Still Movement with Hymn is a composition for piano quartet by the American composer Aaron Jay Kernis. It was composed in 1993 and was given its world premiere at Princeton University on November 11, 1993. It is dedicated to the memory of the composer Stephen Albert, who died unexpectedly in 1992. The piece was a finalist for the 1994 Pulitzer Prize for Music.

==Composition==
Still Movement with Hymn has a duration of roughly 25 minutes and is composed in a single slow movement divided into three sections. Kernis described the composition in the score program note, writing:
During the year or two preceding its creation, I composed three serious and intense works, all of which nourished and influenced the present work: Hymn for solo accordion, Aria-Lament for solo violin, and the English horn concerto Colored Field. I would call all of this music mournful, tragic, and elegiac. These pieces are also unified by the influence of medieval and Jewish music and their use of long, unbroken melodies.

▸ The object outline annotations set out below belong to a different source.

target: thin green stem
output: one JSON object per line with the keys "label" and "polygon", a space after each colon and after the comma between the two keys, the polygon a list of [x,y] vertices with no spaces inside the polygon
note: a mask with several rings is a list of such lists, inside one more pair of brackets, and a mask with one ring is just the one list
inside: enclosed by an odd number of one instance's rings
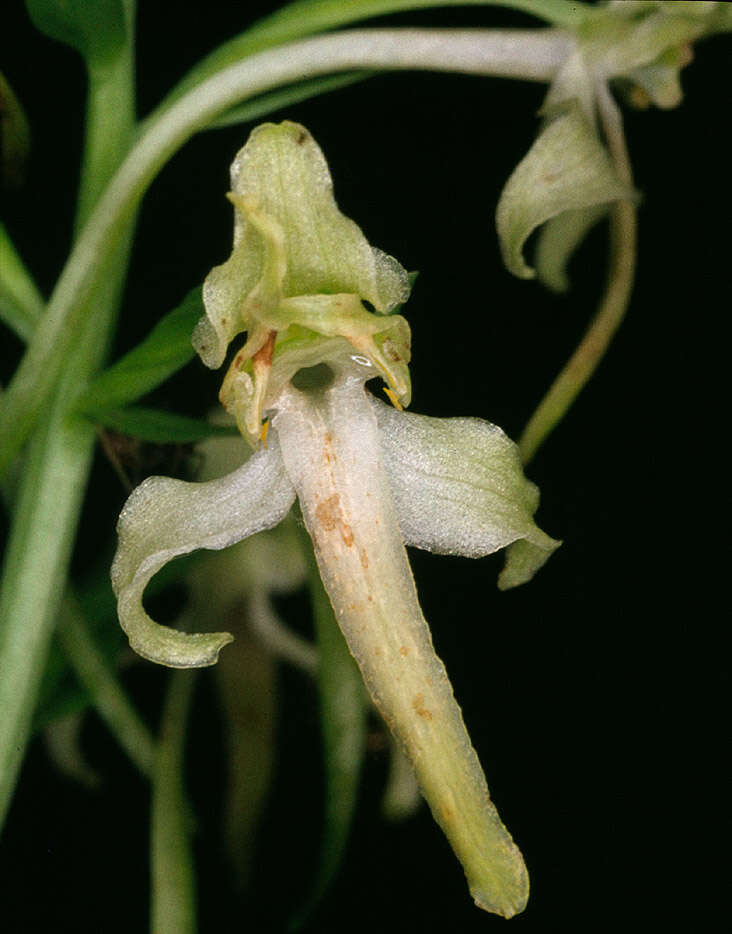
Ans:
{"label": "thin green stem", "polygon": [[0,223],[0,321],[27,341],[44,305],[33,277]]}
{"label": "thin green stem", "polygon": [[182,94],[227,65],[256,52],[295,42],[329,29],[391,13],[427,10],[435,7],[503,6],[521,10],[555,26],[577,27],[596,10],[587,3],[568,0],[296,0],[250,26],[245,32],[220,45],[195,65],[165,98],[158,113]]}
{"label": "thin green stem", "polygon": [[[598,86],[598,109],[615,170],[632,187],[633,177],[625,145],[620,111],[606,85]],[[618,201],[610,213],[610,268],[605,293],[584,337],[552,383],[519,440],[527,464],[562,420],[597,369],[628,309],[635,279],[637,217],[632,201]]]}
{"label": "thin green stem", "polygon": [[109,662],[89,632],[78,602],[67,593],[61,612],[59,639],[76,676],[110,732],[143,775],[150,776],[155,741],[129,697],[110,669]]}
{"label": "thin green stem", "polygon": [[196,929],[191,813],[183,783],[186,722],[195,671],[170,675],[153,778],[150,863],[151,934]]}
{"label": "thin green stem", "polygon": [[0,412],[0,472],[47,403],[69,347],[92,313],[120,237],[157,172],[194,133],[236,104],[336,71],[421,69],[550,80],[568,37],[552,30],[354,30],[271,49],[214,74],[147,124],[99,199],[8,387]]}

Much of the emotional tenor of these works stems from reaction, albeit at a distance, to the genocide in Bosnia and Croatia along with the disbelief and loss of innocence that comes from learning that the world that most of us believe we live in, one that's rational, compassionate, and forgiving, seems so banal and fragile in light of the force of ethnic hatred and brutality. This music is in no way programmatic, but it does at times suggest a Judeo-Christian prayer for the dead, a hymn and Kaddish that also embodies hope for the living.

===Instrumentation===
The work is scored for a piano quartet consisting of violin, viola, cello, and piano.

==Reception==
Reviewing a recording of the work, the music critic Joshua Kosman of the San Francisco Chronicle called it "a potent elegy for piano and strings" and wrote, "The score itself, with its anguished climaxes and interludes of serene mourning, is exquisite."